Dissident and opposition groups in Asia, including those supported by the US, are voicing concern over reports that Washington may have monitored and collected their conversations and e-mails.
Some of these groups include legitimate political parties, others are dissidents given US assistance, but they are worried that data collected by the National Security Agency (NSA) and the FBI from US Web giants like Google, Facebook and Yahoo could some day be used against them.
“We share a lot of sensitive data, election-related data, using Google Docs,” said Ong Kian Ming, a member of parliament for Malaysia’s opposition Democratic Action Party.
“That’s definitely something we are concerned about because we don’t know what kind of messages are being tracked and who these messages would be given to,” Ong said.
A Malaysian government spokesman could not immediately be reached for comment.
There was no word whether US agencies were sharing such gathered information with allied governments, but British and US newspapers have suggested that the NSA has handed over information on Britons gathered under PRISM, the name of the eavesdropping program.
In Singapore, some people use encryption programs to avoid surveillance.
“If you are concerned about electronic eavesdropping, you can use pidgin IM — it has an encryption module for instant messaging,” said Donaldson Tan, editor of socio-political Web site New Asia Republic.
“There is also Tor client for online anonymity,” he said, referring to two popular free software programs developed by volunteer programmers to guard against network surveillance.
Asked if he was concerned whether the US would share surveillance information with Singaporean authorities, Tan said: “The US is really hard to read.”
A Singaporean government spokesman did not immediately respond to requests for comment.
One nation where dissidents are relatively unconcerned about the snooping revelations is China, where government critics view Washington as an ally and domestic Internet servers as subservient to Beijing.
“I’ve never considered abandoning Twitter, YouTube, Google, Gmail or Gchat,” said Hu Jia (胡佳), a prominent Chinese dissident, who has to use a virtual private network to get around China’s ban on Twitter, YouTube and Facebook.
“These are the only weapons we have to get our message out and the only safe way to do so.

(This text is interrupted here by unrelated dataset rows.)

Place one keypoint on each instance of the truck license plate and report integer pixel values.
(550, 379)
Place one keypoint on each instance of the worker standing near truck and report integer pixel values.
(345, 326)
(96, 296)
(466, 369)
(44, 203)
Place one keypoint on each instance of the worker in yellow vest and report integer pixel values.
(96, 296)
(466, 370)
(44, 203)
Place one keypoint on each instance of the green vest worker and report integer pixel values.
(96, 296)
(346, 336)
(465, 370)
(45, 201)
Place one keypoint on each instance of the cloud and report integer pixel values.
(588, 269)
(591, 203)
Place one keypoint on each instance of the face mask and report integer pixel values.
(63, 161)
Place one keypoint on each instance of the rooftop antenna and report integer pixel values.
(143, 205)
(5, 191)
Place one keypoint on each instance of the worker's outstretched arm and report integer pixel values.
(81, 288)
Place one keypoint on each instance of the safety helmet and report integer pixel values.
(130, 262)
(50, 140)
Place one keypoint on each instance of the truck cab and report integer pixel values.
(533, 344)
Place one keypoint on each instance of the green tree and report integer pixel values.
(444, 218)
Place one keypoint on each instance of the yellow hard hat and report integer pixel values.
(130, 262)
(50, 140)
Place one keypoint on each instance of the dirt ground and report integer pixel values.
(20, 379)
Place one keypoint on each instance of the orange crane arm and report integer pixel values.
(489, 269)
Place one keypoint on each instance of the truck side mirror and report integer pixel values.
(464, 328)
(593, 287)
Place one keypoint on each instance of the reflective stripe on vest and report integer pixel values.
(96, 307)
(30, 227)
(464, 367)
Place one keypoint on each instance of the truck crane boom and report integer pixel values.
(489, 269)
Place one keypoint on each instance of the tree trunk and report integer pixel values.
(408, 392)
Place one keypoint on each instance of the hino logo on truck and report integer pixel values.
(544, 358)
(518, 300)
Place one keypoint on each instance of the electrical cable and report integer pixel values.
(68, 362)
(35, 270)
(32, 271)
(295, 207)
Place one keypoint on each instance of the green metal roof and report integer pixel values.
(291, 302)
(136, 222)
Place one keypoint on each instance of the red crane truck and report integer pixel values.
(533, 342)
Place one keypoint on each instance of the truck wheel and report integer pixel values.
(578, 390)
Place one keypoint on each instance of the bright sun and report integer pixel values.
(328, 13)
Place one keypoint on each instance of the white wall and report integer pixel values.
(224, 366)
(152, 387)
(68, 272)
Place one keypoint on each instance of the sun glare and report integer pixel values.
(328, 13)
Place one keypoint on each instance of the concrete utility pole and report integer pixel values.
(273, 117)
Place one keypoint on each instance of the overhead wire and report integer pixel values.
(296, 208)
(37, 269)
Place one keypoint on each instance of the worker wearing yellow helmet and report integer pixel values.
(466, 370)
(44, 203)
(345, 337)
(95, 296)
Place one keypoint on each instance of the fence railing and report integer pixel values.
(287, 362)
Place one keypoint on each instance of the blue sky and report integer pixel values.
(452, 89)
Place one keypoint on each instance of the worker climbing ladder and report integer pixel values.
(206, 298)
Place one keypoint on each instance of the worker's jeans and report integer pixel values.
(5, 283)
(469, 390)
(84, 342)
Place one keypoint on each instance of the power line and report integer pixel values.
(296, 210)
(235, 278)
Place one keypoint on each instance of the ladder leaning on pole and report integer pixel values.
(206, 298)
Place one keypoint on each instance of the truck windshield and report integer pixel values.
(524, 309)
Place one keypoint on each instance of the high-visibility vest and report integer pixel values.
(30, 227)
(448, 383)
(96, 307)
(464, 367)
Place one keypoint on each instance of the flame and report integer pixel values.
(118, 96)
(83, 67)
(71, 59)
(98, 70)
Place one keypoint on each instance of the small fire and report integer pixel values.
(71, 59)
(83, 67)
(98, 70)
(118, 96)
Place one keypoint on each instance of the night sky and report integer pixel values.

The US would never monitor us. They are using it to fight terrorism. It’s totally different to what the Chinese government does to listen in on us,” he said by telephone.
Meanwhile, US President Barack Obama’s administration has launched an internal review to assess damage to national security from Edward Snowden’s public release of top secret details of the NSA’s eavesdropping programs, a senior US intelligence official said. The review is separate from an initial criminal leak investigation which has been opened by the US Department of Justice, the official said.
Snowden’s employer, Booz Allen Hamilton, announced yesterday that it had fired him on Monday for violating the firm’s code of ethics.
Snowden reportedly remains in hiding in Hong Kong.